Circuit Layout of the Inverter

The traction inverter is a critical component of this design. It converts DC power from the vehicle’s onboard batteries into AC power that can be used to drive the main motor. For this application, it must generate a 3-phase PWM signal that can be sent to the motor. It also must be able to interpret the motor’s resolver in order to provide the required power at specific times. The ability to tolerate high voltages and currents is necessary for this system to function. Silicon Carbide MOFSETs were chosen rather than IGBTs for this design due to their greater thermal conductivity, minimal switching loss, lower heat generation, and more compact design. This design can also be scaled up for future projects as necessary.

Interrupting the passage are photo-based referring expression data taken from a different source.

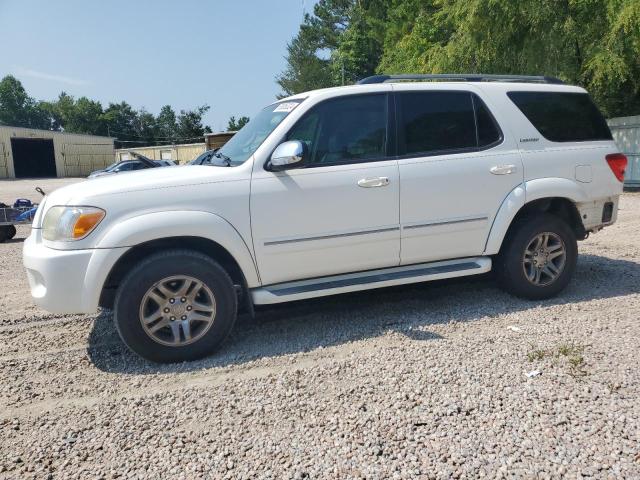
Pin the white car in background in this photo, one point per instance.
(392, 181)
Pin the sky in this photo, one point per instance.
(184, 53)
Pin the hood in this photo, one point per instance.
(148, 179)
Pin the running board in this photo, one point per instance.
(385, 277)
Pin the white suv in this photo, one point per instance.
(391, 181)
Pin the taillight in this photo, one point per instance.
(618, 164)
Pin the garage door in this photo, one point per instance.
(33, 157)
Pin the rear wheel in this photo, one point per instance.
(174, 306)
(538, 257)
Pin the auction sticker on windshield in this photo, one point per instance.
(286, 107)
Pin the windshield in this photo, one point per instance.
(244, 143)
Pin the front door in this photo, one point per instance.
(339, 213)
(456, 168)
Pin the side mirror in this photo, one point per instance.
(287, 155)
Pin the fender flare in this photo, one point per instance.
(122, 236)
(525, 193)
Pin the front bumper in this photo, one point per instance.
(66, 281)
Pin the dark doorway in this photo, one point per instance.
(33, 157)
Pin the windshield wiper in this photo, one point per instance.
(226, 159)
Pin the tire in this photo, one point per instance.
(7, 232)
(158, 285)
(526, 268)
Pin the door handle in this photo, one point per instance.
(503, 169)
(372, 182)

Simulation of the MOSFET Driver Circuit

Our inverter design will use several voltage levels. The High Voltage will be created with four 12V lead acid batteries generating a nominal 48V which is used for the high-current drive of the motor windings. This voltage will range from 40VDC when discharged to 57.6VDC while charging so we’ll accommodate for that in our component selection. In order to quickly activate the MOSFETs, we’ll use a separate 12V lead acid battery to power the MOSFET gate drivers and activate the MOSFET gates. It will also provide the 3.3V and 5V Power Supply to power our Microcontrollers and our throttle circuit by stepping down the voltage and limiting current with buck converters.